Probably this particular photo was politically inevitable. CCS was first deployed commercially in 1972 in Texas, was listed as an urgent priority in the Stern Review in 2006 and has been marketed heavily, not least through the industry’s revolving door with government, and fossil-funding of compliant academics. As a result, it features prominently in politically acceptable climate policy recommendations, including all the reports of the UK’s Committee on Climate Change. 

If we described the photo accurately, we might smile. Global capacity for CCS today could store 0.08% of the world’s annual emissions, and although we don’t know how much of that capacity is used, the new UK projects will increase it to 0.09%. CCS might be important in a post-mitigation world, so investing in the next stage of a national R&D project makes some sense.  The trouble is that it’s being promoted as if it’s a significant contribution to reaching zero emissions by 2050. It isn’t, because it can’t scale fast enough.

The projects were announced as costing £28bn and opening in 2028, but Flyvbjerg’s Iron Law of Megaprojects says that they will be “over budget, over time, under benefits, over and over again.” More likely, they will cost £56bn and open in 2032, but if so, they will have done better than Cross Rail, HS2 and Hinckley C. They are unlikely to complete within the life of this government, and the next one will delay decisions on any further CCS deployment until we have evaluated their cost, performance and public acceptability. If they work at full capacity, they could reduce UK emissions by about 2%, and perhaps two or three more will open by 2040.

We must wait to measure their true benefits once they are operating. They certainly won’t capture all the emissions of the processes to which they are connected.  The fossil-lobby claims capture rates of 90% but the first report published earlier this year on the Al Reyadah Steel project, the only steel-factory world-wide with CCS, says that actual capture rates are no more than 13% of the emissions of the connected plants. Even if the full 8.5 million tonnes of CO2 are captured and stored in the new UK projects, the processes feeding them will still emit to the atmosphere.

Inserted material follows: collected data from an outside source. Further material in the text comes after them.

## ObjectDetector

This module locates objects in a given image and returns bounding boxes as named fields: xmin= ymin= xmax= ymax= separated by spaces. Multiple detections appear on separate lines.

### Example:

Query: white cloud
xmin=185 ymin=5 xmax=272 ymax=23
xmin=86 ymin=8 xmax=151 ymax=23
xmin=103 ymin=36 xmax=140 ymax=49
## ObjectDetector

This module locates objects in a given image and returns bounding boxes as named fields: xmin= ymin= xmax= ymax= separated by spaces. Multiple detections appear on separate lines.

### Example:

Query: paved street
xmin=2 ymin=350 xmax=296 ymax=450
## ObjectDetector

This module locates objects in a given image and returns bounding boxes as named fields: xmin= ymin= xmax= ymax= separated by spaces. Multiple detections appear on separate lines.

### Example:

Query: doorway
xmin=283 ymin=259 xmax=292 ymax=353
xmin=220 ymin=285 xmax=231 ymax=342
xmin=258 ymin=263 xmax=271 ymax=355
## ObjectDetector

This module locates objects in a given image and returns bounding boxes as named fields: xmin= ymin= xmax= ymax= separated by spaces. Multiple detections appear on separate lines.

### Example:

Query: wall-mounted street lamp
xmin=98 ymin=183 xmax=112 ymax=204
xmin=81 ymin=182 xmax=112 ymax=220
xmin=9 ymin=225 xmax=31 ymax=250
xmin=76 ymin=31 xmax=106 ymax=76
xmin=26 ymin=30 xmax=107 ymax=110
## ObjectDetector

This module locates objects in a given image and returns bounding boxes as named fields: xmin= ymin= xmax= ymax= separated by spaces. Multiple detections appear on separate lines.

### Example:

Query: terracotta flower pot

If Ministers can only smile in front of pipes, how are we going to close emitting aviation, pivot away from ruminant animals, do the hard graft of retrofitting our homes to use half the energy, electrify the remaining two-thirds of our rail network, or face the reality that we will only have enough emissions-free electricity to power half the number of cars?

Climate change is fundamentally a problem of Health and Safety, not a stimulus for innovation and growth, and like all such harms, our main response must be regulation. To help Ministers smile while enacting it, we need much greater clarity about the devastating human costs of inaction, and we need a different set of photos. We need to see the well-off – say those of us who live in dwellings larger than forty square metres per person or who fly more than seven hours per year – smiling while embracing a highly specific set of restraints (avoiding the fossil boiler, fossil car, fossil planes, ruminants and using only recycled materials), to confirm that by regulating emissions we lose nothing of real value and can continue to have a great time.